ピンク・ダイヤモンド

 飛行艇が導入されればオーストラリアだけでなくホノルルにも直行便を飛ばせます。旅客なら観光客ですが、


「とにかく観光基盤がプアやから」


 首都フナフティでもそれなりのホテルは一軒だけで、名前こそホテルですが民宿程度のものが三軒しかありません。他の島となるとたしかヴァイツプ島に民宿が一軒あったぐらいの気がします。そりゃ美しいビーチと礁湖があるとはいえ、逆に言えばそれしかありません。


「もっとあった時期もあってんけど、続かんかった」


 観光で思いつくのは島巡りですが、島々を結ぶのは一週間に一度の国営フェリーのみです。それも渡った島で宿泊なり食事を取ろうと思えば、すべて持ち込む必要が出てきます。観光地ならどこでもありそうな食堂とか土産物売り場なんて存在もしていません。


「ミサキちゃんは新婚旅行に行ったけどな」


 まあね。あれはあれで面白かったですが、わざわざツバルを選んだのは夫であるエラン人のディスカルの希望です。エランでは全面核戦争のために広範囲が汚染され、手つかずの自然みたいな観光が伝説になっていたのです。

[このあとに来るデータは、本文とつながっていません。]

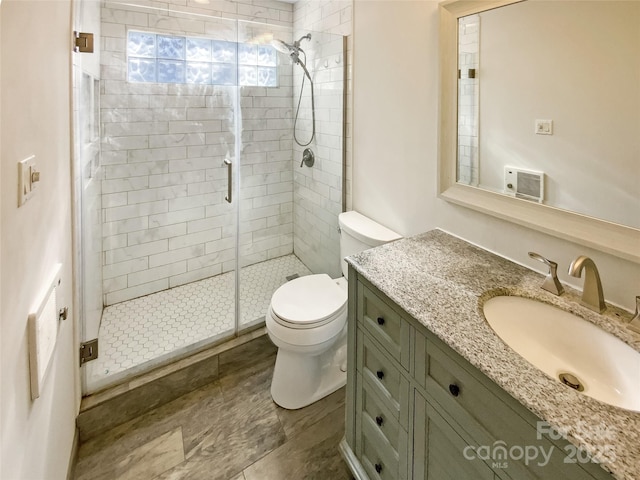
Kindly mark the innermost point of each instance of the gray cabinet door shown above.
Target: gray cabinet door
(439, 452)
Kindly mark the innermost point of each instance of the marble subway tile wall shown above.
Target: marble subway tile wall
(318, 195)
(165, 221)
(468, 99)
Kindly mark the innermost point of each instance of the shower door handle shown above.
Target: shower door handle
(229, 165)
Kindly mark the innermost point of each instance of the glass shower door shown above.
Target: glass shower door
(169, 108)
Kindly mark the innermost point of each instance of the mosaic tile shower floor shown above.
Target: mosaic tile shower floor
(140, 333)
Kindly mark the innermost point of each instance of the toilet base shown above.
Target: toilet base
(300, 380)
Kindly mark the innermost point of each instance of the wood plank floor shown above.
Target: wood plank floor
(227, 430)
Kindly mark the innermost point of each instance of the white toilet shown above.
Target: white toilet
(307, 321)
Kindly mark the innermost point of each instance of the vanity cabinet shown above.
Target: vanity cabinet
(418, 410)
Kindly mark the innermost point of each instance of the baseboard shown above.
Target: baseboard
(73, 457)
(352, 462)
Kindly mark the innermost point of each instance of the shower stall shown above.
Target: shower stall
(192, 201)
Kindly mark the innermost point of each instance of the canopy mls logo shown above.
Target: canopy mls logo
(499, 453)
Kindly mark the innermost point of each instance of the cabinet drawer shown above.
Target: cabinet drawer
(378, 457)
(384, 324)
(383, 377)
(379, 415)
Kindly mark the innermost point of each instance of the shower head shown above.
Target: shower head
(291, 50)
(282, 47)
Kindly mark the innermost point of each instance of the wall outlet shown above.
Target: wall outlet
(544, 127)
(28, 177)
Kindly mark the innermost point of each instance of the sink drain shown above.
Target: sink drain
(571, 381)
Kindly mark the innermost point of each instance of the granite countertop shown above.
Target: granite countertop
(443, 281)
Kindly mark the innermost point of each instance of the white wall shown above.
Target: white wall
(36, 436)
(395, 146)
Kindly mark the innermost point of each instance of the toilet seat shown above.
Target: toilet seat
(308, 302)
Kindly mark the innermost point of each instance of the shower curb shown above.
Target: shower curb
(114, 406)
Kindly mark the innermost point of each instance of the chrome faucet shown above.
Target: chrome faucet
(634, 324)
(551, 282)
(592, 296)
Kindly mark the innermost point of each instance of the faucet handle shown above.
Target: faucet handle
(551, 283)
(634, 324)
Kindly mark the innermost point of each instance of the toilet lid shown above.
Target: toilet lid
(308, 300)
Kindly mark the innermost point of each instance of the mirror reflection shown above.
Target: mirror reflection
(549, 105)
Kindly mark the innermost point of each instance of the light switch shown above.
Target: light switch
(28, 177)
(544, 127)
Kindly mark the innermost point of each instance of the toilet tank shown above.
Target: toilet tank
(358, 233)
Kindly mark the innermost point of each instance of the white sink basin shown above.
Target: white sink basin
(558, 342)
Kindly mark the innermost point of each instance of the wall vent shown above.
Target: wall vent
(525, 184)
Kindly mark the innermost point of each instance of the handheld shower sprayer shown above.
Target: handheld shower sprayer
(294, 52)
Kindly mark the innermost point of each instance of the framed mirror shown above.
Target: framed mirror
(517, 110)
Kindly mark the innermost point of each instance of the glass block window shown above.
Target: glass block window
(159, 58)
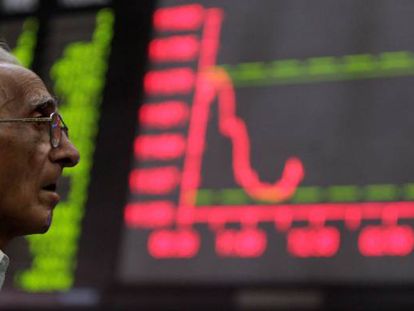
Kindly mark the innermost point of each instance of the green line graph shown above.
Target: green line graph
(322, 69)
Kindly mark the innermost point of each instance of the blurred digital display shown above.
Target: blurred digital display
(274, 145)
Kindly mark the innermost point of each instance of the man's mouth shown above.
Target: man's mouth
(51, 187)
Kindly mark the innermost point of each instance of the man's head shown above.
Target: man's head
(29, 165)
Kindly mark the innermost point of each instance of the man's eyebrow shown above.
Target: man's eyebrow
(44, 103)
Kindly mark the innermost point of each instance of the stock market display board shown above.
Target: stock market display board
(274, 145)
(228, 143)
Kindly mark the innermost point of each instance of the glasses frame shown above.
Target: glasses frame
(53, 141)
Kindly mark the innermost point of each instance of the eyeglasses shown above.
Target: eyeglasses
(56, 126)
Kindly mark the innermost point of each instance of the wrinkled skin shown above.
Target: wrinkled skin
(28, 163)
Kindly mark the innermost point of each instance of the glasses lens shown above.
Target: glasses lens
(55, 130)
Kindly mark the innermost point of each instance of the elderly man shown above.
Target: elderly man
(34, 149)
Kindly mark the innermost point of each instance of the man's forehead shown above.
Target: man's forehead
(22, 85)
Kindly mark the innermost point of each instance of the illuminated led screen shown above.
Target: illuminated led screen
(274, 144)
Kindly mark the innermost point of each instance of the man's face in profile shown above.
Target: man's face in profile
(29, 166)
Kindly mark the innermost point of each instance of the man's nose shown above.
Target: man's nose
(66, 154)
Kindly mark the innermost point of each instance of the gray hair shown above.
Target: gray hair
(6, 56)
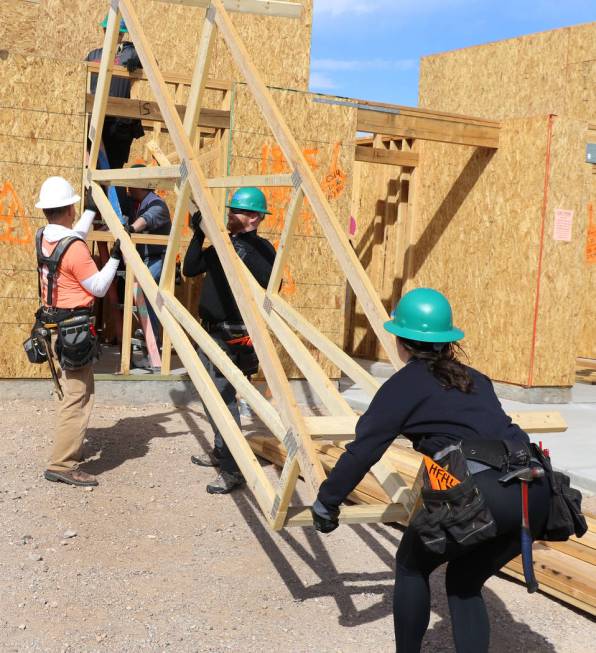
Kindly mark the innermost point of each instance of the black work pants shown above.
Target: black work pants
(467, 570)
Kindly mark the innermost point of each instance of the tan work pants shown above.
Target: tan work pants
(73, 417)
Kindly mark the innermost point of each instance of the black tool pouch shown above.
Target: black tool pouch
(77, 343)
(36, 346)
(565, 516)
(458, 515)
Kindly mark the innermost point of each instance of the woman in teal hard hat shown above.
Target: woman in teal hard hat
(441, 405)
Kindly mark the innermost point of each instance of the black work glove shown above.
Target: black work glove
(89, 204)
(324, 519)
(115, 251)
(195, 220)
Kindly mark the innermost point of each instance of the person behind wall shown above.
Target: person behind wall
(67, 299)
(150, 215)
(118, 133)
(436, 402)
(220, 316)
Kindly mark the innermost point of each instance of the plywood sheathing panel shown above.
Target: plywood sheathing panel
(18, 25)
(563, 273)
(313, 281)
(476, 238)
(549, 72)
(280, 47)
(377, 232)
(42, 104)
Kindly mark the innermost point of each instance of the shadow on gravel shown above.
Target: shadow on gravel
(129, 438)
(506, 633)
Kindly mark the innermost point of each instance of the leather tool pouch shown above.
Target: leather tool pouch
(36, 346)
(565, 516)
(457, 515)
(77, 343)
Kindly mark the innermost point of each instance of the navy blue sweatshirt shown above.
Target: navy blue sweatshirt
(413, 403)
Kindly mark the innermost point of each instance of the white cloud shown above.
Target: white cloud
(321, 82)
(333, 65)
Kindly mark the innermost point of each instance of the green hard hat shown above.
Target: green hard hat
(425, 315)
(249, 199)
(123, 28)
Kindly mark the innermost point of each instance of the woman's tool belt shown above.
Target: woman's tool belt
(565, 516)
(237, 344)
(77, 343)
(454, 509)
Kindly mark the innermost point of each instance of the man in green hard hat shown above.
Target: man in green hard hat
(220, 316)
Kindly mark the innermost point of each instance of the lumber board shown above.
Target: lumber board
(427, 128)
(539, 421)
(336, 236)
(261, 7)
(169, 77)
(357, 514)
(235, 274)
(403, 158)
(148, 110)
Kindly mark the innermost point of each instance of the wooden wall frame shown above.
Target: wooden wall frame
(263, 310)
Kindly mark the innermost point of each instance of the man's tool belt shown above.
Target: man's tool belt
(237, 344)
(458, 514)
(76, 344)
(37, 345)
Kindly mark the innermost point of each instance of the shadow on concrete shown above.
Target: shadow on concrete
(108, 448)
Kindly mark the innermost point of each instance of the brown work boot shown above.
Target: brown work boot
(72, 477)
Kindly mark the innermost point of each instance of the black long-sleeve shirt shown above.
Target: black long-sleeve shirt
(413, 403)
(217, 303)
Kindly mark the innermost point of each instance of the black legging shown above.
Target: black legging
(467, 571)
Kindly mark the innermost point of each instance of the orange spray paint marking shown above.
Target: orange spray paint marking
(11, 210)
(289, 285)
(335, 180)
(591, 239)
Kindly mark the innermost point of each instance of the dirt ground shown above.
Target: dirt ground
(149, 562)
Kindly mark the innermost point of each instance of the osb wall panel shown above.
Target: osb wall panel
(18, 24)
(42, 102)
(563, 273)
(477, 239)
(549, 72)
(375, 234)
(313, 281)
(280, 47)
(587, 336)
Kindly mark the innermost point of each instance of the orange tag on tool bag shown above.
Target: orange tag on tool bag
(440, 478)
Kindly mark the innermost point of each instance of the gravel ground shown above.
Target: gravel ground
(149, 562)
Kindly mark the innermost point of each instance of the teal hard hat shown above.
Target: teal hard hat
(123, 28)
(249, 199)
(425, 315)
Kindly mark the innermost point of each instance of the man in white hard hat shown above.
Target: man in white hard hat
(69, 282)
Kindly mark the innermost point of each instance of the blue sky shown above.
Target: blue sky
(371, 49)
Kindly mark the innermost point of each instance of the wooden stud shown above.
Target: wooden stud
(274, 373)
(335, 234)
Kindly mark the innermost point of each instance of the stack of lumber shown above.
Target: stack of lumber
(565, 570)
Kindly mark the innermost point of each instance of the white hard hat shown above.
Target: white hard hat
(56, 192)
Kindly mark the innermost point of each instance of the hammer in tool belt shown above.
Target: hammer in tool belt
(45, 333)
(526, 475)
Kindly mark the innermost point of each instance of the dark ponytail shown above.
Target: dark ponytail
(442, 362)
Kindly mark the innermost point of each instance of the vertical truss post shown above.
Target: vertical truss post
(339, 242)
(104, 79)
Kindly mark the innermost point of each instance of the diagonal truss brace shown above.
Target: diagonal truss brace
(259, 308)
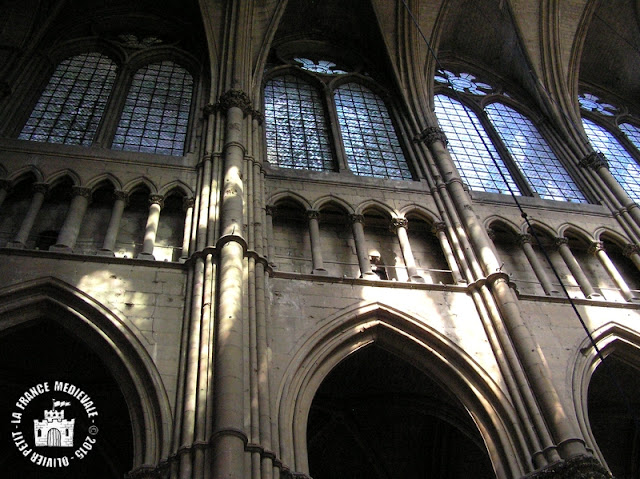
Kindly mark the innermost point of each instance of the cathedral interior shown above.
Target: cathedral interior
(315, 239)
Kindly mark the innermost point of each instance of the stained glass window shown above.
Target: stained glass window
(370, 141)
(632, 132)
(471, 155)
(296, 129)
(70, 108)
(156, 111)
(535, 159)
(621, 164)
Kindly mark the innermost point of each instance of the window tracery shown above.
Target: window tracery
(606, 125)
(497, 148)
(153, 115)
(298, 119)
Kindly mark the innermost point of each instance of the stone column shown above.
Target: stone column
(399, 225)
(316, 251)
(110, 237)
(357, 223)
(541, 274)
(229, 437)
(39, 192)
(598, 250)
(564, 250)
(73, 221)
(597, 162)
(632, 251)
(156, 202)
(5, 187)
(439, 229)
(270, 211)
(187, 204)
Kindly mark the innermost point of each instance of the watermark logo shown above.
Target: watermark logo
(54, 424)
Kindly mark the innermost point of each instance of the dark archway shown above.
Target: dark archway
(43, 351)
(377, 416)
(611, 415)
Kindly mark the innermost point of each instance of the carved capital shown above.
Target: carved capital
(430, 135)
(81, 191)
(271, 210)
(577, 467)
(356, 218)
(399, 223)
(235, 98)
(209, 109)
(559, 242)
(188, 203)
(631, 249)
(524, 239)
(156, 200)
(594, 160)
(258, 116)
(121, 195)
(40, 188)
(596, 247)
(439, 227)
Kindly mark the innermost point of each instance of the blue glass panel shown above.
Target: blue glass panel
(621, 164)
(73, 102)
(535, 159)
(159, 98)
(370, 140)
(471, 155)
(296, 129)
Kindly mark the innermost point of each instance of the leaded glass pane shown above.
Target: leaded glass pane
(472, 157)
(156, 112)
(296, 129)
(370, 141)
(632, 132)
(532, 154)
(621, 164)
(73, 102)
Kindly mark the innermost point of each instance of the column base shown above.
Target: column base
(370, 275)
(577, 467)
(60, 248)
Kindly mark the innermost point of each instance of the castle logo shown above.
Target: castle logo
(45, 419)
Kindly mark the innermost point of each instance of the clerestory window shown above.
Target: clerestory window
(153, 117)
(299, 115)
(496, 148)
(73, 102)
(610, 132)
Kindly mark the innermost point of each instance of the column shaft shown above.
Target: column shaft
(361, 247)
(316, 250)
(39, 191)
(111, 236)
(574, 267)
(613, 272)
(525, 242)
(400, 226)
(73, 221)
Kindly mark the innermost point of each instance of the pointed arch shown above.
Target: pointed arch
(106, 334)
(403, 335)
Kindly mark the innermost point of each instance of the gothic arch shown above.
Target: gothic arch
(609, 338)
(100, 329)
(429, 351)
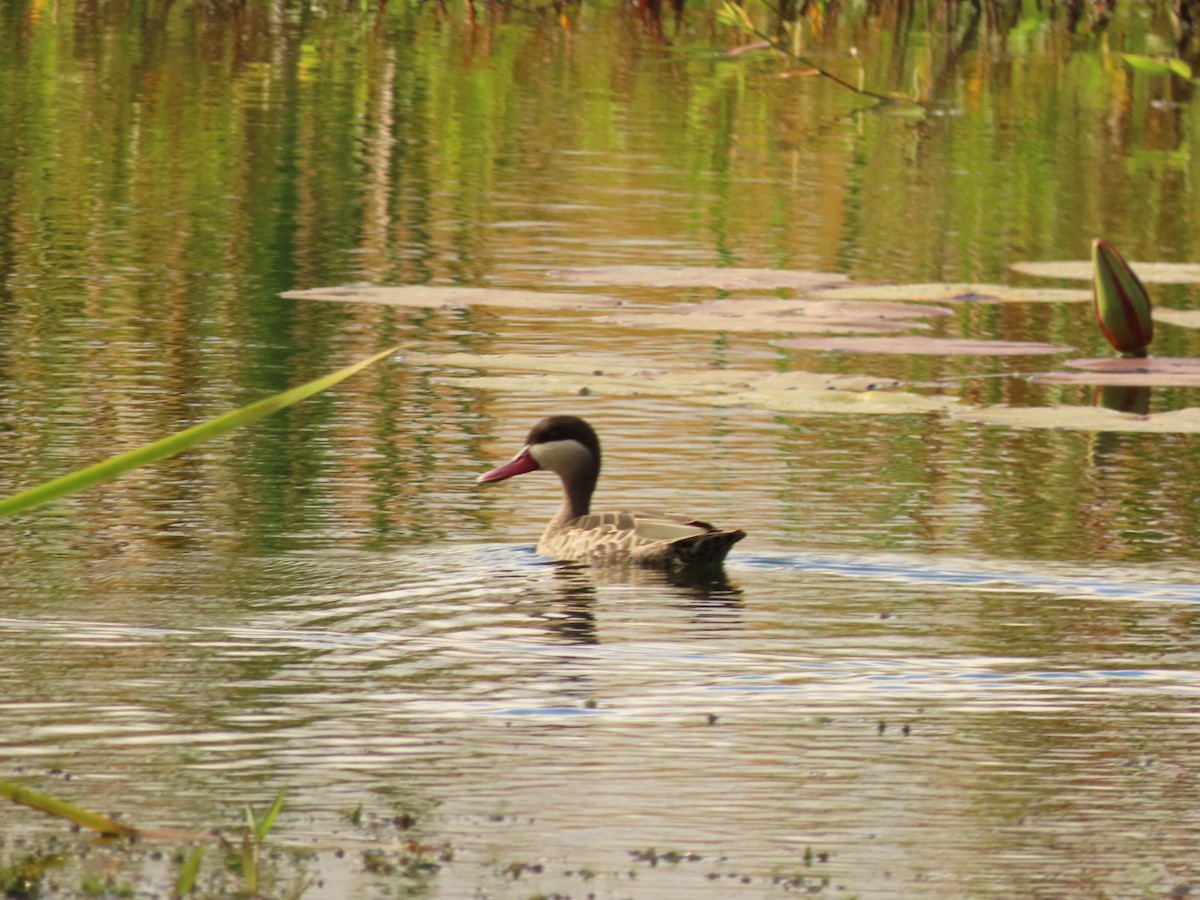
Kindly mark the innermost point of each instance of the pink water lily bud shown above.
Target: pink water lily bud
(1120, 301)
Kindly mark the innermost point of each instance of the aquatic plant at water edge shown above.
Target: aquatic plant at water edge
(177, 443)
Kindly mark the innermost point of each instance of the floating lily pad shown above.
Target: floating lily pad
(922, 346)
(1081, 270)
(677, 276)
(784, 391)
(1121, 372)
(441, 297)
(1183, 318)
(831, 402)
(1149, 365)
(841, 309)
(1183, 421)
(796, 316)
(952, 293)
(1121, 379)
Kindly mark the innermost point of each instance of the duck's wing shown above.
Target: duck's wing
(641, 537)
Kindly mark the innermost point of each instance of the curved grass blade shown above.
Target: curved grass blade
(263, 828)
(187, 873)
(177, 443)
(81, 816)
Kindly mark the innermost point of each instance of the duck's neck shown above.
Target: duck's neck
(577, 489)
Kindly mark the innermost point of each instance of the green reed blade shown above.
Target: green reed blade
(263, 828)
(187, 873)
(177, 443)
(82, 817)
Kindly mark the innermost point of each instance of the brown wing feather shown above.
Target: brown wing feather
(643, 538)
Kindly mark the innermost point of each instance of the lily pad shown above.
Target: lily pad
(795, 316)
(1149, 365)
(442, 297)
(1180, 421)
(1081, 270)
(1121, 379)
(610, 376)
(1183, 318)
(699, 276)
(922, 346)
(831, 402)
(953, 293)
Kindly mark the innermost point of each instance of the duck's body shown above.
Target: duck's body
(568, 447)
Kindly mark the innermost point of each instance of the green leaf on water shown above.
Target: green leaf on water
(264, 827)
(1155, 65)
(81, 816)
(177, 443)
(187, 873)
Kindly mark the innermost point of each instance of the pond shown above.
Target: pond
(955, 654)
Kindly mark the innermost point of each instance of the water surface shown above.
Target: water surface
(949, 660)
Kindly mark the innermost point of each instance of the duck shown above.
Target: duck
(569, 448)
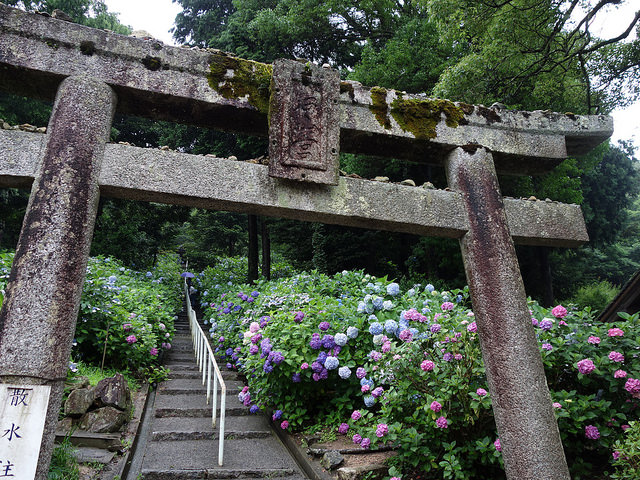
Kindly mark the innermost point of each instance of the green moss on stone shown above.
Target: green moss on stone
(236, 78)
(420, 117)
(379, 106)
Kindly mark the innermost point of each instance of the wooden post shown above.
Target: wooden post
(38, 317)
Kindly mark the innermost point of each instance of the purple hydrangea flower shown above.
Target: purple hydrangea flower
(381, 430)
(331, 363)
(546, 324)
(586, 366)
(591, 432)
(340, 339)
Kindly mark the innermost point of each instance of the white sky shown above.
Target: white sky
(157, 16)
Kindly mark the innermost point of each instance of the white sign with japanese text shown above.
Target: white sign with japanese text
(23, 410)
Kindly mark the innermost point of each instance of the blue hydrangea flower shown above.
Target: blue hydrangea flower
(393, 289)
(391, 327)
(331, 363)
(352, 332)
(366, 381)
(340, 339)
(375, 328)
(377, 303)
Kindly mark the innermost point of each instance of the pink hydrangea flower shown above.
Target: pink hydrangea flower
(559, 311)
(427, 365)
(442, 422)
(616, 357)
(591, 432)
(381, 430)
(632, 386)
(586, 366)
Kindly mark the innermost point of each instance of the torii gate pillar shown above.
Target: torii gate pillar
(38, 317)
(519, 393)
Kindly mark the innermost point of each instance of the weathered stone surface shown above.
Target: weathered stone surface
(38, 316)
(154, 175)
(212, 89)
(104, 420)
(527, 427)
(113, 392)
(304, 129)
(363, 471)
(79, 401)
(331, 460)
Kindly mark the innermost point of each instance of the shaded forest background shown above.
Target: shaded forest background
(525, 54)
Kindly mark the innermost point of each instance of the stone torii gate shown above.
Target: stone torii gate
(91, 73)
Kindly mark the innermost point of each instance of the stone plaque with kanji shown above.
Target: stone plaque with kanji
(304, 131)
(23, 410)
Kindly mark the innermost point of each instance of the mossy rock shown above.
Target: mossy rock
(236, 78)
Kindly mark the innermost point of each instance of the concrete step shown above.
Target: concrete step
(196, 412)
(180, 429)
(194, 386)
(251, 457)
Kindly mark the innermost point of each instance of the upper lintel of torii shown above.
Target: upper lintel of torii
(212, 89)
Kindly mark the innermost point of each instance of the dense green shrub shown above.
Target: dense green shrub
(596, 295)
(404, 368)
(125, 316)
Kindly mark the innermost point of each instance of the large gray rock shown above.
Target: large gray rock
(113, 392)
(78, 402)
(104, 420)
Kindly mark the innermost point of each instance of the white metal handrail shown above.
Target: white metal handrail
(207, 362)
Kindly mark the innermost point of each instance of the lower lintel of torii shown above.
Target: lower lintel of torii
(222, 184)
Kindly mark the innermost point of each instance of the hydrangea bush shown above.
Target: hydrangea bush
(132, 311)
(403, 368)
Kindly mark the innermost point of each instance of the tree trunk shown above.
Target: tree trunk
(266, 249)
(253, 249)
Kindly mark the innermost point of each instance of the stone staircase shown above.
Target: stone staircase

 ディスカルはエランの元軍人ですからキャンプ生活もまったく苦にしませんでしたし、荷物を運んだり自炊のための用意も鼻歌でやってくれましたが、あれが一般受けするかと言えば大いに疑問です。


「エレギオン・グループが進出するとか」

「あんなところの観光がペイするか!」


 さすがはコトリ社長で、財団によるツバル援助と企業経営としての投資には綺麗に一線を引かれています。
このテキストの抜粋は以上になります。